Junwu_Weng · May 3, 2019, 9:25am

Hi everyone,

Recently I need to re-implement the softmax function to design my own softmax. I refer the codes on the Github and implemented one as shown below.

def own_softmax(self, x)
    
    maxes = torch.max(x, 1, keepdim=True)[0]
    x_exp = torch.exp(x-maxes)
    x_exp_sum = torch.sum(x_exp, 1, keepdim=True)

    return x_exp/x_exp_sum

However, after implementation I found that the results are not as good as the original one (F.softmax).

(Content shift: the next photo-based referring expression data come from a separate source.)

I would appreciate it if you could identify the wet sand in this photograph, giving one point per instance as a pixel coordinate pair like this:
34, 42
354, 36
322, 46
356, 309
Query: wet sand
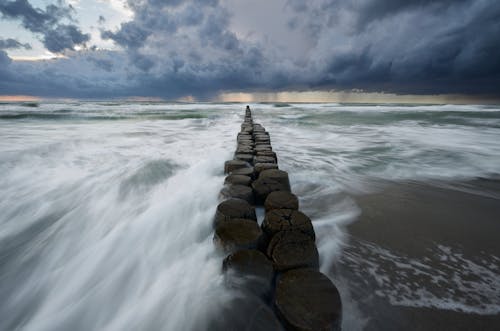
439, 241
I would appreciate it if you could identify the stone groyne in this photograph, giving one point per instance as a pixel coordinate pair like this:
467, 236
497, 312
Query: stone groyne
275, 264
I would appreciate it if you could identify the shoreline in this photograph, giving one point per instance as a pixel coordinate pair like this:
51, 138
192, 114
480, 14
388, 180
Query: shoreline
427, 244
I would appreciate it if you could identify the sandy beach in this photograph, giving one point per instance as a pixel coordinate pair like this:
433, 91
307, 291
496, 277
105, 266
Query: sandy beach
430, 245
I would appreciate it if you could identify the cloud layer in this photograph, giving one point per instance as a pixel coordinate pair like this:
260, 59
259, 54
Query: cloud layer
177, 48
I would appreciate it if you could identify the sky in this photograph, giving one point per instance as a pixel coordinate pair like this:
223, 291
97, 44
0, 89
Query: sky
234, 50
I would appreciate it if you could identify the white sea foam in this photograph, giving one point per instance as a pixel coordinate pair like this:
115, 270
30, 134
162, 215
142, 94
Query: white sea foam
107, 225
444, 279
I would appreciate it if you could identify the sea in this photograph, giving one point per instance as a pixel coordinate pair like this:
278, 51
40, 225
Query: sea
106, 211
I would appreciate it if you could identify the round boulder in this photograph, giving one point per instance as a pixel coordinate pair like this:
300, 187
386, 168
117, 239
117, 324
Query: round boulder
278, 220
238, 191
260, 148
281, 200
264, 166
244, 149
305, 299
263, 159
251, 269
234, 208
244, 157
244, 171
231, 165
269, 181
291, 250
238, 180
237, 234
267, 153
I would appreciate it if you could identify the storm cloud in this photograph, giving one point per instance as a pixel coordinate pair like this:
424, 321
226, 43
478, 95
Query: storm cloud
56, 36
11, 43
201, 48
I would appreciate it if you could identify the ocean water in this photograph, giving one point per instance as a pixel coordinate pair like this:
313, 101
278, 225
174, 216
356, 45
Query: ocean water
107, 208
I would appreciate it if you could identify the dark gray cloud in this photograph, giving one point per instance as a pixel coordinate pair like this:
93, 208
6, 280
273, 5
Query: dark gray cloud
11, 43
177, 48
56, 36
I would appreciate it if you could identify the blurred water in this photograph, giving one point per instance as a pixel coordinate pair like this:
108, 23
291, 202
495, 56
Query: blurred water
107, 207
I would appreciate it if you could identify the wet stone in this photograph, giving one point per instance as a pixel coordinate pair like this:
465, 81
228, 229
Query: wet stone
291, 250
244, 157
244, 171
281, 200
238, 180
232, 209
264, 166
244, 137
260, 148
235, 164
265, 185
250, 269
237, 234
238, 191
263, 159
242, 149
267, 153
305, 299
278, 220
264, 139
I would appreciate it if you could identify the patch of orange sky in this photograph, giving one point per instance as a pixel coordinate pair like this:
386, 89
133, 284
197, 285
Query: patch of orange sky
18, 98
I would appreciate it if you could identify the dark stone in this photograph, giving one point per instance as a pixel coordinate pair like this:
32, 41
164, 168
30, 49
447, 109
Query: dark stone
244, 157
269, 181
244, 313
291, 250
281, 200
260, 148
242, 149
267, 153
278, 220
238, 191
262, 138
264, 166
238, 180
237, 234
244, 171
307, 300
263, 159
232, 209
244, 137
275, 173
246, 130
231, 165
249, 269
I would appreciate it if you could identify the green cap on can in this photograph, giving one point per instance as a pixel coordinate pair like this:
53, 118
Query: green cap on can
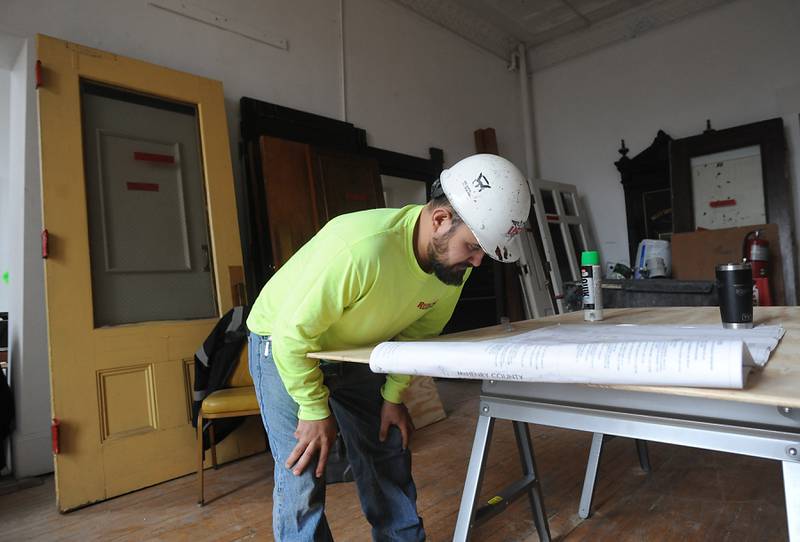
590, 257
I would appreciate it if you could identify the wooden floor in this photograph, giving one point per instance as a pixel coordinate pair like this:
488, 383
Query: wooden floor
690, 495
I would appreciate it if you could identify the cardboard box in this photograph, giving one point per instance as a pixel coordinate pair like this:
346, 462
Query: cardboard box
696, 254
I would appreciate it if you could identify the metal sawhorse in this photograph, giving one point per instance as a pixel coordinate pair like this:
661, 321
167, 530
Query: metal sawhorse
757, 430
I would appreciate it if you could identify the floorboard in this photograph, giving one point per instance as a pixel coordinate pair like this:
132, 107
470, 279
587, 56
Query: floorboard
689, 495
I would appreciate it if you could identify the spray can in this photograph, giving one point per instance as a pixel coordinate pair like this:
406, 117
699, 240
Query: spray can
590, 282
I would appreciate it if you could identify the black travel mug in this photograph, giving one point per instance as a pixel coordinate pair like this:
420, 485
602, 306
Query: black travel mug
735, 290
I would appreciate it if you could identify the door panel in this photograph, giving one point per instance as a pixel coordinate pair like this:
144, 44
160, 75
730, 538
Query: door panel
147, 218
120, 391
347, 182
293, 210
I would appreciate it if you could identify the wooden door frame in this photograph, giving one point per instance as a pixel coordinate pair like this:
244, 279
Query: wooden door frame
63, 65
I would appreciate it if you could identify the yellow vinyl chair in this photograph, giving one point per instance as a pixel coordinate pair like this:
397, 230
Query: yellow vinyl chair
237, 400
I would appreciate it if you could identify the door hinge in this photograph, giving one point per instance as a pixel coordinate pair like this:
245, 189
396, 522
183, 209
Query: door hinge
38, 73
45, 244
55, 433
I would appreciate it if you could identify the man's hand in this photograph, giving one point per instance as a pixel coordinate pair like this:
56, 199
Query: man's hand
312, 436
394, 414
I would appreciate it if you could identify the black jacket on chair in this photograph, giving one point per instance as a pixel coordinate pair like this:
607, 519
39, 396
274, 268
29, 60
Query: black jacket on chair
214, 363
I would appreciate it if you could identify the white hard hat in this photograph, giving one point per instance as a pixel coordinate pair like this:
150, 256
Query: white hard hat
492, 197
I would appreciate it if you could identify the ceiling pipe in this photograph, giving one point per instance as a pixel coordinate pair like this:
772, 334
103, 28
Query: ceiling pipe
527, 120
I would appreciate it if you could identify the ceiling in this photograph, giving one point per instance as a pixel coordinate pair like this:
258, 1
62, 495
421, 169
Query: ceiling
553, 30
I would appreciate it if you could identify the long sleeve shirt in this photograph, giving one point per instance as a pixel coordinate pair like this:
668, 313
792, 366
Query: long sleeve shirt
356, 283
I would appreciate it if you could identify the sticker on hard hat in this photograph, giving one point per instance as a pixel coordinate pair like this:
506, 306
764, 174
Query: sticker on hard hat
501, 255
481, 182
516, 227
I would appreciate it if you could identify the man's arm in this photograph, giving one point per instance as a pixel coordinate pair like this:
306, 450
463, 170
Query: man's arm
428, 326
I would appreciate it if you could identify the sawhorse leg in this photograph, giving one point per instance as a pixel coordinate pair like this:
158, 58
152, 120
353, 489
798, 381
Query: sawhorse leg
469, 514
585, 507
791, 488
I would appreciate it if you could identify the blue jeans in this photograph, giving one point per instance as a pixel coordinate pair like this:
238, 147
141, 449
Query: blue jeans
382, 470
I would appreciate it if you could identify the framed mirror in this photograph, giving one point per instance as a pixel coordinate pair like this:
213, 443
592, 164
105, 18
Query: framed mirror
735, 177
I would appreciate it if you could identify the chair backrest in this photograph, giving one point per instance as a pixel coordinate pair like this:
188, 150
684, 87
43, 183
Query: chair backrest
241, 375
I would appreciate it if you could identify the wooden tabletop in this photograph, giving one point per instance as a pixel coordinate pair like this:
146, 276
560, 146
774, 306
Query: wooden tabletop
777, 385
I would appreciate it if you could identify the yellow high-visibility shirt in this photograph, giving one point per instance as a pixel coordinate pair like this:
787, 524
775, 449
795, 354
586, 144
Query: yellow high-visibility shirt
355, 283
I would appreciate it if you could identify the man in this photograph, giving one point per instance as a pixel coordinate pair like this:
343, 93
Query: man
368, 277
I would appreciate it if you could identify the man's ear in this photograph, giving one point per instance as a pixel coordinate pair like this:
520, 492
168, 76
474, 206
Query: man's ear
441, 219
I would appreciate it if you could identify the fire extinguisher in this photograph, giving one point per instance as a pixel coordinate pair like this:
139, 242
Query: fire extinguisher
755, 251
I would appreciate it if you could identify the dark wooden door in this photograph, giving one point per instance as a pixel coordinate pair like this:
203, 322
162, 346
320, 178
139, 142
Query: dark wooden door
293, 212
346, 182
305, 186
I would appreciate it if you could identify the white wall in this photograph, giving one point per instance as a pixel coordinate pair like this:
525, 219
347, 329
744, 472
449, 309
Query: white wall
27, 323
410, 84
734, 65
5, 230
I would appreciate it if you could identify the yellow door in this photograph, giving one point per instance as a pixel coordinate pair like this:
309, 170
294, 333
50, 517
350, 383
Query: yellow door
121, 384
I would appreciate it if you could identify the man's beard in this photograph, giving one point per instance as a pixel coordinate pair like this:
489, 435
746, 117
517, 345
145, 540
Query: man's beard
449, 274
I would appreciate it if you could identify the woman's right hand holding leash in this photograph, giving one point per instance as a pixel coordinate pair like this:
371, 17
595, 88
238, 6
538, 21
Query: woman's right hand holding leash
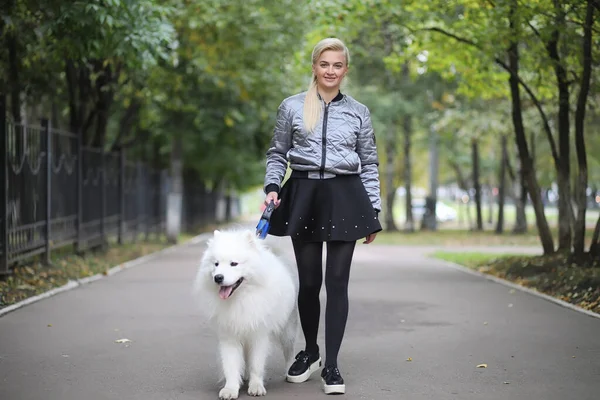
270, 196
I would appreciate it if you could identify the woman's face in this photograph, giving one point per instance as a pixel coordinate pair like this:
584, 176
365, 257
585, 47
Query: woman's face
329, 69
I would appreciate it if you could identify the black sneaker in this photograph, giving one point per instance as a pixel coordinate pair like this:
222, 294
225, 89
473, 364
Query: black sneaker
303, 367
333, 383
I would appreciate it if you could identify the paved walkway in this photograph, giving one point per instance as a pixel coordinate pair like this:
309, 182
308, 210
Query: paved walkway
404, 305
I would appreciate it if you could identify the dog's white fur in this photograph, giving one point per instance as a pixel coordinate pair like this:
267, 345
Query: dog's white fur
262, 310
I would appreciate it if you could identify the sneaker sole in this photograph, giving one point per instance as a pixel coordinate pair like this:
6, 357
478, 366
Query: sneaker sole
333, 389
304, 377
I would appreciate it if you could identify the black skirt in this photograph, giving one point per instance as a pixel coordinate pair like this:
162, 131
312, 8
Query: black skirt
321, 210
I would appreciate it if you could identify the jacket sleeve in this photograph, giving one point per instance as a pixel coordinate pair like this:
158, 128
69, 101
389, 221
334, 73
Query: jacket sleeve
367, 152
281, 142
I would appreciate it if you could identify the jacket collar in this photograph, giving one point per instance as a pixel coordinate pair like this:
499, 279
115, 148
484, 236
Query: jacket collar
338, 97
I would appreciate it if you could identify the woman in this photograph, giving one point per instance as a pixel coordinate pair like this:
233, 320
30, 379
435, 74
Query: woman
332, 197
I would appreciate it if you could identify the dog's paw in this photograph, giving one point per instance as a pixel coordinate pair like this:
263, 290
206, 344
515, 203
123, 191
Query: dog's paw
256, 389
228, 393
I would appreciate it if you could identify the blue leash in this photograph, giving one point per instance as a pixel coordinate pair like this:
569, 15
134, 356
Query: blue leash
262, 229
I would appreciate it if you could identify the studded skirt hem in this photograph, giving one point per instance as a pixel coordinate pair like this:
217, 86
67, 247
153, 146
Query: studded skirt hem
321, 210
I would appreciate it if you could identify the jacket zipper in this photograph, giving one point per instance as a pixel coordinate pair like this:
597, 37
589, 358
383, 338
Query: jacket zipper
324, 141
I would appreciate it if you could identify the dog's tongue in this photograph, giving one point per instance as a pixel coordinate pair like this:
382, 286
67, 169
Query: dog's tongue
225, 291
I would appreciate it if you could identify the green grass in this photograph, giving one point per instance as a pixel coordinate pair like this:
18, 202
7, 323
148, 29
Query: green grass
472, 259
463, 237
556, 275
34, 278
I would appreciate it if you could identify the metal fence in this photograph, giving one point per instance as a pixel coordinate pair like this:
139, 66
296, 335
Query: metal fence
58, 192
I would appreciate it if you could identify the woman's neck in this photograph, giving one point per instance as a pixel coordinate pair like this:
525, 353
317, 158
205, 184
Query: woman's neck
328, 94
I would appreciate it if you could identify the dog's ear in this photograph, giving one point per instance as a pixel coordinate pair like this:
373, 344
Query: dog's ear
251, 237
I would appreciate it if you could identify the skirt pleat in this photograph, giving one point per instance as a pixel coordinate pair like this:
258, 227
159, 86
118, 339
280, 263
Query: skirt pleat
321, 210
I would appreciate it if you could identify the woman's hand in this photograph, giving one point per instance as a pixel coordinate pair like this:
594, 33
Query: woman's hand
270, 196
370, 238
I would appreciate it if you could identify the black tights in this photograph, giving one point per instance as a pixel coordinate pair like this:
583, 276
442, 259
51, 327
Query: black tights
309, 257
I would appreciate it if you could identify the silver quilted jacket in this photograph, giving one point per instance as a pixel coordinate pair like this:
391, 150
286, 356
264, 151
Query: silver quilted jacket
343, 142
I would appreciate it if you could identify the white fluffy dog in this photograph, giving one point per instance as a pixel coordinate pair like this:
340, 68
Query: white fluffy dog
249, 295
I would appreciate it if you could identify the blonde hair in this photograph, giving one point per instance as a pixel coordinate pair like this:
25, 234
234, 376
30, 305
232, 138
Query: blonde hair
312, 105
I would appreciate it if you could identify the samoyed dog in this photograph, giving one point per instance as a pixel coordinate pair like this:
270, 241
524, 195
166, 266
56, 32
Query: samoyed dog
250, 297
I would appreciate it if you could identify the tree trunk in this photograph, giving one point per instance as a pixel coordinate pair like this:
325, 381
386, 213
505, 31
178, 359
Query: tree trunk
521, 140
582, 181
174, 199
565, 210
521, 201
407, 127
14, 82
390, 151
502, 184
595, 246
476, 183
490, 191
429, 221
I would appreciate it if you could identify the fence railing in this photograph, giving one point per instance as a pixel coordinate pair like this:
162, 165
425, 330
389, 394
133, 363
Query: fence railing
58, 192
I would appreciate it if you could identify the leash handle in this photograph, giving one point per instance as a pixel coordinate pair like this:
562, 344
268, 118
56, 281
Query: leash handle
262, 229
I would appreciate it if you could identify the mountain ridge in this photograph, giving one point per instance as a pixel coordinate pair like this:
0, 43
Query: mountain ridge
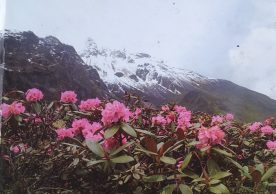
52, 66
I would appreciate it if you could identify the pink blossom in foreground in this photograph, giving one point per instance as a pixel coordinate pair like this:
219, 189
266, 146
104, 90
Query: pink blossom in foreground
111, 143
255, 126
229, 117
179, 164
213, 135
63, 132
184, 119
93, 137
15, 108
267, 130
271, 145
136, 113
91, 129
165, 108
15, 149
34, 95
90, 104
5, 110
68, 97
115, 112
217, 120
170, 117
158, 120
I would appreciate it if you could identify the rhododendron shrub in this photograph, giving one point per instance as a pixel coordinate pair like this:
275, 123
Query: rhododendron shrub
99, 146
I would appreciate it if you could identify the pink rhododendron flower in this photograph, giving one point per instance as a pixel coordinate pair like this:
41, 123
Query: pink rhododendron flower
255, 126
184, 119
179, 164
93, 137
34, 95
213, 135
68, 97
165, 108
158, 120
15, 149
63, 132
91, 129
136, 113
115, 112
5, 110
111, 143
268, 121
229, 117
170, 117
15, 108
267, 130
271, 145
217, 120
90, 104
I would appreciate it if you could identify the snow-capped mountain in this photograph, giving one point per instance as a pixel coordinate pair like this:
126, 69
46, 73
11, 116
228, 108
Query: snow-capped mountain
48, 64
140, 73
160, 83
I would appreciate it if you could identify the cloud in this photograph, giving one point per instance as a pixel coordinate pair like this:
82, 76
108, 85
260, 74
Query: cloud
254, 61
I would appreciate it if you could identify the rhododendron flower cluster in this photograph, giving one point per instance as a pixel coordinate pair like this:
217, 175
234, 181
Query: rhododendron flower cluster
63, 133
217, 120
267, 130
271, 145
115, 112
229, 117
34, 95
15, 108
158, 120
90, 104
255, 126
68, 97
184, 117
210, 136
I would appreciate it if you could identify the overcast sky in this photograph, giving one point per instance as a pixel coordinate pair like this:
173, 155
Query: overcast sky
229, 39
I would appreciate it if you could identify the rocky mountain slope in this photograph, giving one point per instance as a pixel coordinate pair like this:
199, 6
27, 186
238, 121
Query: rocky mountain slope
159, 83
48, 64
52, 66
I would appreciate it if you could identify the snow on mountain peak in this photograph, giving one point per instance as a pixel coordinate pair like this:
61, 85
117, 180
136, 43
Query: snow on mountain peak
138, 70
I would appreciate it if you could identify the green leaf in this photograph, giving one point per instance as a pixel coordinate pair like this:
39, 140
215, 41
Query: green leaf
186, 161
50, 105
219, 189
168, 189
110, 132
95, 147
168, 160
93, 162
269, 173
121, 148
18, 118
212, 167
129, 130
154, 178
223, 152
220, 175
122, 159
185, 189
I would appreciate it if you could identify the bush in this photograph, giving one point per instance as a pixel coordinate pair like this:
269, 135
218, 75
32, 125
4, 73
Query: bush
113, 147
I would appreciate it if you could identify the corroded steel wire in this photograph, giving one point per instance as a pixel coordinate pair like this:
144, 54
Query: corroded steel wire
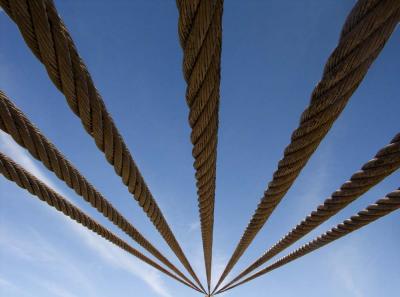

So I am here to ask what is the difference between my implementation and the built-in function.

Thank you so much!

Junwu_Weng · May 3, 2019, 1:52pm

Anyone can help here?

Junwu_Weng · May 4, 2019, 2:33am

I have tried some other implementation like the following one,

def own_softmax(self, x)
    
    means = torch.mean(x, 1, keepdim=True)[0]
    x_exp = torch.exp(x-means)
    x_exp_sum = torch.sum(x_exp, 1, keepdim=True)

    return x_exp/x_exp_sum

and found that this implementation can achieve better accuracy. However, it is still not as good as the F.softmax. Anyone can help?

Junwu_Weng · May 4, 2019, 1:43pm

Anyone can help?

Junwu_Weng · May 5, 2019, 6:59am

so sad, so sad …

ptrblck · May 6, 2019, 12:48pm

Your custom function returns the same output as F.softmax:

x = torch.randn(5, 10)
output = F.softmax(x, 1)

maxes = torch.max(x, 1, keepdim=True)[0]
x_exp = torch.exp(x-maxes)
x_exp_sum = torch.sum(x_exp, 1, keepdim=True)
output_custom = x_exp/x_exp_sum

print(torch.allclose(output, output_custom))
> True
print(torch.sum(torch.abs(output-output_custom)))
> tensor(2.3108e-7)

nutszebra · May 6, 2019, 2:42pm

The output from your own_softmax is slightly different from torch.nn.functional.softmax .
This may be the reason why your own_softmax degrades the performance.

x = torch.randn(2,10)
h_own = own_softmax(x)
h = torch.nn.functional.softmax(x, 1)
print(h - h_own)

Junwu_Weng · May 7, 2019, 7:07am

Thank you so much. It seems that different centralization method for the network output score influence the softmax output a lot. I have tested the centralization using max value and mean value, and their output are quite different. I am wondering whether the mean one is more stable？

Junwu_Weng · May 7, 2019, 7:08am

Thank you so much for your reply.

ptrblck · May 7, 2019, 10:31am

If I swap torch.max for torch.mean, I get approx. the same accuracy.
Could you post the code you’ve used to check the behavior?

omri123 · January 16, 2024, 9:56am

Hi Junwu!
For some unique optimization I need to re-implement softmax.
I am afraid to see accuracy degradation. Do you see performance degradation in training or do you use your softmax for inference only? I think training is more sensitive to numerical problems.